All the resorts are self-contained so they have at least one restaurant, which generally serve the type of cuisine expected by their guests. ( i.e. modern European or generic Asian). Breakfast is almost always included, and most resorts offer the option of half-board, which means you get a dinner buffet, and full board, which means you get a lunch and dinner buffet. These can limit the damage compared to ordering a la carte, but your options are typically very limited and drinks are often not covered, not necessarily even water. If you're planning on drinking a lot, it may be worthwhile to go all inclusive, but even this typically restricts you to house drinks.
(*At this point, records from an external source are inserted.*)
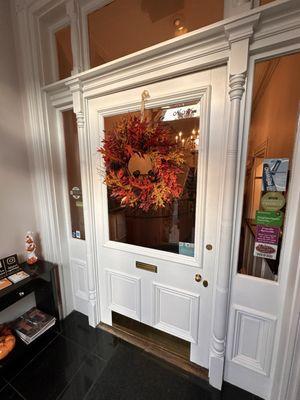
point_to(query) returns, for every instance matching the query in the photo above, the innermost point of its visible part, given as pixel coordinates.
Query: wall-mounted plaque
(272, 201)
(9, 266)
(266, 241)
(275, 172)
(269, 218)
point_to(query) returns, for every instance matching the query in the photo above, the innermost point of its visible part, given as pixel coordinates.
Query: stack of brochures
(33, 324)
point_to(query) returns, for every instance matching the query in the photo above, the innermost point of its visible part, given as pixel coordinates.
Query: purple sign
(266, 241)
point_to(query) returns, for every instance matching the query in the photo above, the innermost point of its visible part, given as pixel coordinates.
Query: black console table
(43, 281)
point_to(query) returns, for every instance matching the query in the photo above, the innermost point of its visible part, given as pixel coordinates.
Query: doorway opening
(275, 105)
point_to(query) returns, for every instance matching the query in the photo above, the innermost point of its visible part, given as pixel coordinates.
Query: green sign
(269, 218)
(272, 201)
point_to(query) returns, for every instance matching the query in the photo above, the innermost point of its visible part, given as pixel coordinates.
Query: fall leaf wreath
(142, 164)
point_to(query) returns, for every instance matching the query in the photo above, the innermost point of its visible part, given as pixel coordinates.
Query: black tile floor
(77, 362)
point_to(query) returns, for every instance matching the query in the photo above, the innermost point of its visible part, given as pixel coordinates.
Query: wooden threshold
(157, 350)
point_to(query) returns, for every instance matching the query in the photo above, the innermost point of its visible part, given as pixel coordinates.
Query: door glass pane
(275, 102)
(172, 227)
(125, 26)
(64, 52)
(73, 174)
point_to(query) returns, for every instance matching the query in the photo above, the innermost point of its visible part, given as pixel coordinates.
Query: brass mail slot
(146, 267)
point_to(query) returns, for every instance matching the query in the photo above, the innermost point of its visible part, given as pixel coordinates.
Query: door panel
(169, 299)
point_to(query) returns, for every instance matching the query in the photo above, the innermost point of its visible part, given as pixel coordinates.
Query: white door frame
(267, 27)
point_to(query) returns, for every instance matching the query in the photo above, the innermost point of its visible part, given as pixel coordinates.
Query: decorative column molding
(239, 34)
(86, 181)
(237, 7)
(72, 10)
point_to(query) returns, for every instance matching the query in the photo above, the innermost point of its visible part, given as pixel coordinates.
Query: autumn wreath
(142, 164)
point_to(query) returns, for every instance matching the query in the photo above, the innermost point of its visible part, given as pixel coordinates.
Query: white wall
(16, 195)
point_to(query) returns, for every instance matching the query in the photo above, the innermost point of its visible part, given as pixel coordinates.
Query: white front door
(177, 241)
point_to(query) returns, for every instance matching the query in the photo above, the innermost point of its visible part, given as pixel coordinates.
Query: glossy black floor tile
(77, 362)
(133, 374)
(96, 341)
(23, 354)
(83, 380)
(230, 392)
(2, 383)
(9, 393)
(47, 376)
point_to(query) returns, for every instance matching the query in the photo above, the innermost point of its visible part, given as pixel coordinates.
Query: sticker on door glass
(187, 249)
(266, 241)
(275, 172)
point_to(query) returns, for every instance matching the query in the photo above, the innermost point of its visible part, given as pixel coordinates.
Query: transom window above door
(158, 224)
(123, 27)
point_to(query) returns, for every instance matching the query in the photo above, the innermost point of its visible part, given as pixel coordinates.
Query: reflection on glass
(73, 174)
(269, 161)
(64, 52)
(171, 228)
(125, 26)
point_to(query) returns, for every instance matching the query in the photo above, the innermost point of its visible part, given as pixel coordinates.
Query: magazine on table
(33, 324)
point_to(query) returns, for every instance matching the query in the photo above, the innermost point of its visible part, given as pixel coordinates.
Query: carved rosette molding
(239, 34)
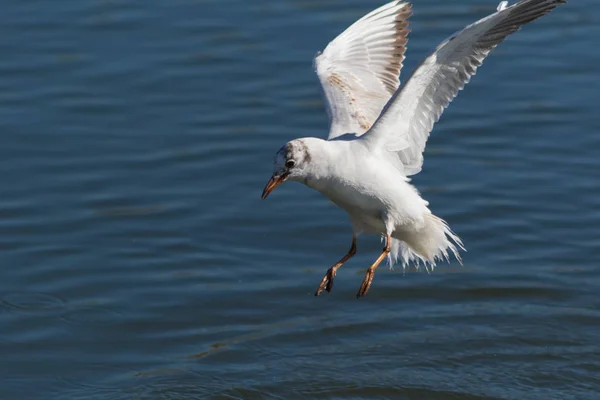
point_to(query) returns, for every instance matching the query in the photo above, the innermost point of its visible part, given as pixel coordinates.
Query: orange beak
(275, 181)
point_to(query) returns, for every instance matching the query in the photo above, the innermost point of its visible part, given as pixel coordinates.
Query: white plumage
(378, 133)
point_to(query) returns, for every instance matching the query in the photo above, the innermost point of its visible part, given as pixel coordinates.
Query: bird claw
(327, 282)
(366, 284)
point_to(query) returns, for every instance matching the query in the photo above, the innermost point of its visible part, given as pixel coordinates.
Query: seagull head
(292, 162)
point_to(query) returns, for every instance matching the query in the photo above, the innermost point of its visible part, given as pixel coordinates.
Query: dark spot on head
(305, 152)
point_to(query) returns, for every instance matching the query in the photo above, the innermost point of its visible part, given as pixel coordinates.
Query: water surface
(138, 262)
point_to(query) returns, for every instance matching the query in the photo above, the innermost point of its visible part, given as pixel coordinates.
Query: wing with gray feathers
(359, 69)
(405, 124)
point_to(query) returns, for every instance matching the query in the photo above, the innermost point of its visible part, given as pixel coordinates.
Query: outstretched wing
(359, 69)
(405, 124)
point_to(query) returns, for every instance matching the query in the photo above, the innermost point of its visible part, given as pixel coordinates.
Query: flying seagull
(378, 132)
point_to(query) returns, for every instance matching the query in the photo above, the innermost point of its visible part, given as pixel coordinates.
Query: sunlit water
(137, 261)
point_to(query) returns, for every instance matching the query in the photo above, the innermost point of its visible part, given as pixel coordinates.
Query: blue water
(138, 262)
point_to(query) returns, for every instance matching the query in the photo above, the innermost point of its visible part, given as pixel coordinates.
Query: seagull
(378, 131)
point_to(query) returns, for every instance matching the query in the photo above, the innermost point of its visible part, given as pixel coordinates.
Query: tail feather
(434, 242)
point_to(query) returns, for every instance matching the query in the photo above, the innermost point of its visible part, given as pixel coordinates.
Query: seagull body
(378, 132)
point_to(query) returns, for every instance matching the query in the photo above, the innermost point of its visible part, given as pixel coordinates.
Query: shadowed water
(138, 262)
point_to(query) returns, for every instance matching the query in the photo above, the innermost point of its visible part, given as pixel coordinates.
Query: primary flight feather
(378, 132)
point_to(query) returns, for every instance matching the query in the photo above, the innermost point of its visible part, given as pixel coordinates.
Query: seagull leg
(364, 287)
(327, 282)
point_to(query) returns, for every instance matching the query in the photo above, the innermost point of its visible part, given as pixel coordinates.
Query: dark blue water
(138, 262)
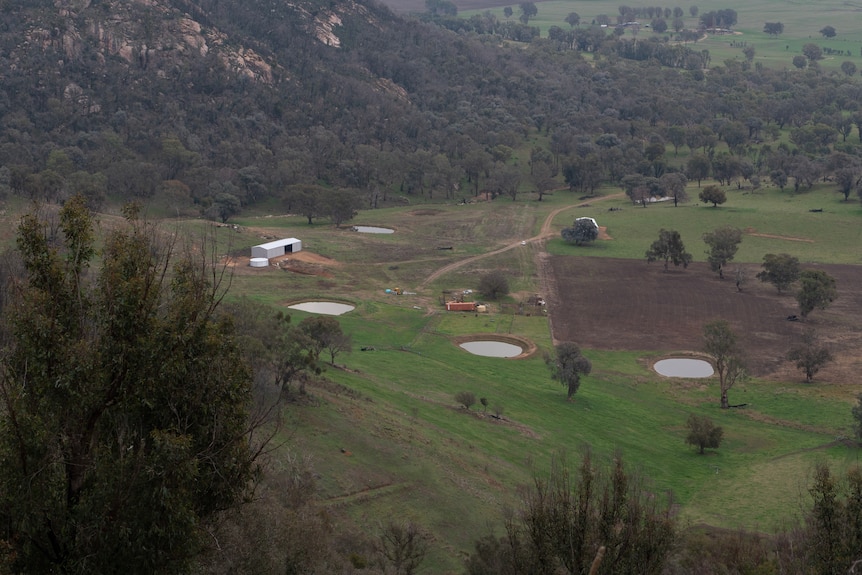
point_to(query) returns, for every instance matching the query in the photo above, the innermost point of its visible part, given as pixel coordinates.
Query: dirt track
(545, 232)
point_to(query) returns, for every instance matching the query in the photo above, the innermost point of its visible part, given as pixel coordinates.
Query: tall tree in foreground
(719, 342)
(669, 247)
(568, 365)
(781, 270)
(833, 530)
(810, 355)
(723, 243)
(125, 403)
(593, 520)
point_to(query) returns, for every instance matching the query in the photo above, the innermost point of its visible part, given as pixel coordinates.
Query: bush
(702, 433)
(466, 398)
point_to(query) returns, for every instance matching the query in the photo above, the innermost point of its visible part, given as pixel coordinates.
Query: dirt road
(544, 233)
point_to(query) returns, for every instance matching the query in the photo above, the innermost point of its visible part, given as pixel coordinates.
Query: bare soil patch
(631, 305)
(754, 232)
(303, 262)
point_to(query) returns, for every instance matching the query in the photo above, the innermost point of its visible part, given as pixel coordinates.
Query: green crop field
(802, 24)
(389, 439)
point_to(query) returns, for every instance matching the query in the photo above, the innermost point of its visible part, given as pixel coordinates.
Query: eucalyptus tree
(126, 423)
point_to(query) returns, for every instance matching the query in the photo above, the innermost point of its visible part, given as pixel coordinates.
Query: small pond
(323, 307)
(373, 230)
(679, 367)
(492, 348)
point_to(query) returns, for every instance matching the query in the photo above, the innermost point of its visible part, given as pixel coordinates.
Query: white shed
(276, 248)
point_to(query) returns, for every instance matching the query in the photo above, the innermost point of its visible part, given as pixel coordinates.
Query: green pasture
(419, 454)
(802, 24)
(783, 220)
(415, 453)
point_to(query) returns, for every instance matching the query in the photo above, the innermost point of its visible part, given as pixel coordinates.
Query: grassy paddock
(802, 24)
(773, 222)
(389, 440)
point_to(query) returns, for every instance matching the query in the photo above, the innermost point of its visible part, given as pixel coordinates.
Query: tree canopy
(809, 354)
(669, 248)
(781, 270)
(703, 433)
(720, 343)
(816, 291)
(723, 243)
(125, 399)
(584, 231)
(713, 195)
(568, 365)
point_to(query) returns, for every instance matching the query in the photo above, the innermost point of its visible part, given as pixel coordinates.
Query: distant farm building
(595, 224)
(460, 306)
(277, 248)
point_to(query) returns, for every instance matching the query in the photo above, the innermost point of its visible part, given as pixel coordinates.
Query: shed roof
(278, 243)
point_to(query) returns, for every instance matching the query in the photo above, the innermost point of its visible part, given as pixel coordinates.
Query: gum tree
(125, 401)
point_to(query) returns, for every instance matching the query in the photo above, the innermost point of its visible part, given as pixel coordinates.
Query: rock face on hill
(161, 35)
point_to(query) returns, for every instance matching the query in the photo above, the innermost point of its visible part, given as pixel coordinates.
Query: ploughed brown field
(632, 305)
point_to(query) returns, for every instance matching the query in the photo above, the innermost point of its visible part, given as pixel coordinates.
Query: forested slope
(221, 105)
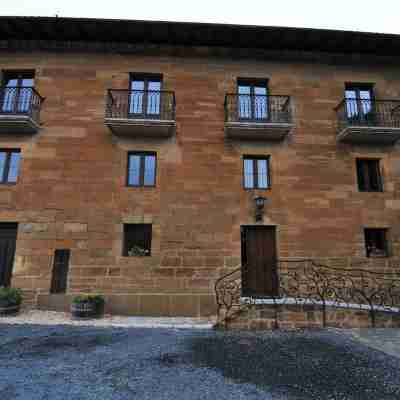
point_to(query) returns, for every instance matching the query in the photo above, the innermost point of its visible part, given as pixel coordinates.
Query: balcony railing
(257, 116)
(368, 120)
(140, 112)
(306, 282)
(20, 109)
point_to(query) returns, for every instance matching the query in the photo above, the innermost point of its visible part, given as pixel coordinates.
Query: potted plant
(87, 306)
(10, 300)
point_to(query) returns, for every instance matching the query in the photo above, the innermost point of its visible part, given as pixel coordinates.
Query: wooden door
(8, 238)
(259, 275)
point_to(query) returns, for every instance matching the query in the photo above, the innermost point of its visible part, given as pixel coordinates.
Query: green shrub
(10, 296)
(97, 299)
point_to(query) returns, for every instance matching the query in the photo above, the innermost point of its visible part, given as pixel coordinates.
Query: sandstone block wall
(71, 190)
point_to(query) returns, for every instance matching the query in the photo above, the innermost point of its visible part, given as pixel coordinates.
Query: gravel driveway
(66, 362)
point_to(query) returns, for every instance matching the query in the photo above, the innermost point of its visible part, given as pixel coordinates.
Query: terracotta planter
(87, 310)
(6, 309)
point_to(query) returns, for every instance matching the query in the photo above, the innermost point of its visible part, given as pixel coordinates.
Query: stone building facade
(72, 192)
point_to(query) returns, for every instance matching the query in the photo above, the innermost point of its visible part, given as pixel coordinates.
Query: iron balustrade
(140, 104)
(306, 282)
(257, 108)
(368, 113)
(20, 101)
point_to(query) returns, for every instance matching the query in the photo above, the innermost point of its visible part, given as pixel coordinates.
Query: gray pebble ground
(67, 362)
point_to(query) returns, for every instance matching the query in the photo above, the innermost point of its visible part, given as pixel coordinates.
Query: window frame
(255, 158)
(142, 155)
(358, 112)
(19, 76)
(384, 238)
(362, 166)
(149, 240)
(252, 83)
(4, 179)
(146, 78)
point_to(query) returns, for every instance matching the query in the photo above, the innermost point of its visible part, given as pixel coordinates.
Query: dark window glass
(256, 172)
(376, 242)
(252, 99)
(60, 271)
(9, 165)
(142, 169)
(359, 100)
(17, 91)
(137, 240)
(369, 176)
(145, 96)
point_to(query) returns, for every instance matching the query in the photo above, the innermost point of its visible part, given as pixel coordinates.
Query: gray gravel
(65, 362)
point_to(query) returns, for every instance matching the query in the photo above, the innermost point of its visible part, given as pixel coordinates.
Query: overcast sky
(359, 15)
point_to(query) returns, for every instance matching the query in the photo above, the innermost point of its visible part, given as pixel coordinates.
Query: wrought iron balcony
(140, 113)
(261, 117)
(368, 121)
(306, 282)
(19, 110)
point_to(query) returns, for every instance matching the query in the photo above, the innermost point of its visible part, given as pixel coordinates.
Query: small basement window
(60, 271)
(137, 240)
(376, 242)
(9, 166)
(369, 176)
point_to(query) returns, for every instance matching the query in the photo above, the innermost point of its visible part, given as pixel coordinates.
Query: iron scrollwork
(306, 282)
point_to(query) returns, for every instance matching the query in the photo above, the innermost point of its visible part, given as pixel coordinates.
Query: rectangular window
(145, 95)
(17, 91)
(142, 169)
(376, 242)
(369, 175)
(256, 172)
(137, 240)
(8, 239)
(359, 100)
(60, 271)
(9, 166)
(253, 99)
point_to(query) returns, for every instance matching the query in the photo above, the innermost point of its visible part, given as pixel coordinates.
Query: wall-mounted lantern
(259, 202)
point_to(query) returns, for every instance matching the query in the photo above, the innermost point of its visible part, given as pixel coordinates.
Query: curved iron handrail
(305, 281)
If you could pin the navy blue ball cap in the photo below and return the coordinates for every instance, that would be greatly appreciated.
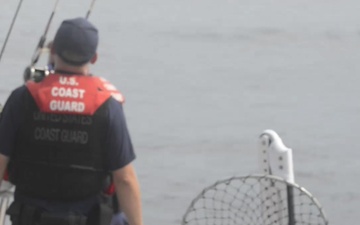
(76, 41)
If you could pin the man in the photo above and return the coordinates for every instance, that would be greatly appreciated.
(63, 135)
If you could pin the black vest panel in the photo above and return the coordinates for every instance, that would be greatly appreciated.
(59, 156)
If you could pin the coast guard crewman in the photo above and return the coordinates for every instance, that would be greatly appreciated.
(63, 136)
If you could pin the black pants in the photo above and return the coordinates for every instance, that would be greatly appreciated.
(22, 214)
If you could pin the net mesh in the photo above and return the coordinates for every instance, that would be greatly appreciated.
(254, 200)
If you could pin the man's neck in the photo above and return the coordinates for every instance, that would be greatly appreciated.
(80, 70)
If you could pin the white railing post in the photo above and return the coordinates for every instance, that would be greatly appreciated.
(276, 159)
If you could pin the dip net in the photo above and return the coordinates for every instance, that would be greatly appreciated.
(254, 200)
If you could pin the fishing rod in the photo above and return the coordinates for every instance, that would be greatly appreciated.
(10, 29)
(38, 74)
(41, 43)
The only other place to find food is Male. This comes in two forms. Either small restaurants aimed at the tourists (of which there are a couple of nice Thai restaurants), which are often expensive, or small cafes called hotaa, selling local Maldivian food at prices as low as MVR20 for a complete meal.
Maldivian food revolves largely around fish (mas), in particular tuna (kandu mas), and draws heavily from the Sri Lankan and south Indian tradition, especially Kerala. Dishes are often hot, spicy and flavoured with coconut, but use very few vegetables. A traditional meal consists of rice, a clear fish broth called garudhiya and side dishes of lime, chili and onions. Curries known as riha are also popular and the rice is often supplemented with roshi, unleavened bread akin to Indian roti, and papadhu, the Maldivian version of crispy Indian poppadums. Some other common dishes include:
- mas huni — shredded smoked fish with grated coconuts and onions, the most common Maldivian breakfast
- fihunu mas — barbequed fish basted with chili
- bambukeylu hiti — breadfruit curry
Snacks called hedhikaa, almost invariably fish-based and deep-fried, can be found in any Maldivian restaurant.
- bajiya — pastry stuffed with fish, coconut and onions
- gulha — pastry balls stuffed with smoked fish
- keemia — deep-fried fish rolls
- kulhi borkibaa — spicy fish cake
- masroshi — mas huni wrapped in roshi bread and baked
- theluli mas — fried fish with chili and garlic
As the Maldives are Muslim, alcohol is banned for the local population. However, nearly all resorts, live-aboard boats and the Hulhule Island Hotel (on the same island as the airport) are licensed to serve it, usually with a steep markup. Expatriate residents have an allowance that they can use in Malé.
Maldivians generally do not drink alcohol although this is less true of the younger generation. They are, however, unhappy about being filmed or photographed while drinking.
Tap water in resorts may or may not be drinkable -- check with management. Bottled water is extortionately priced, with US$5/bottle being typical.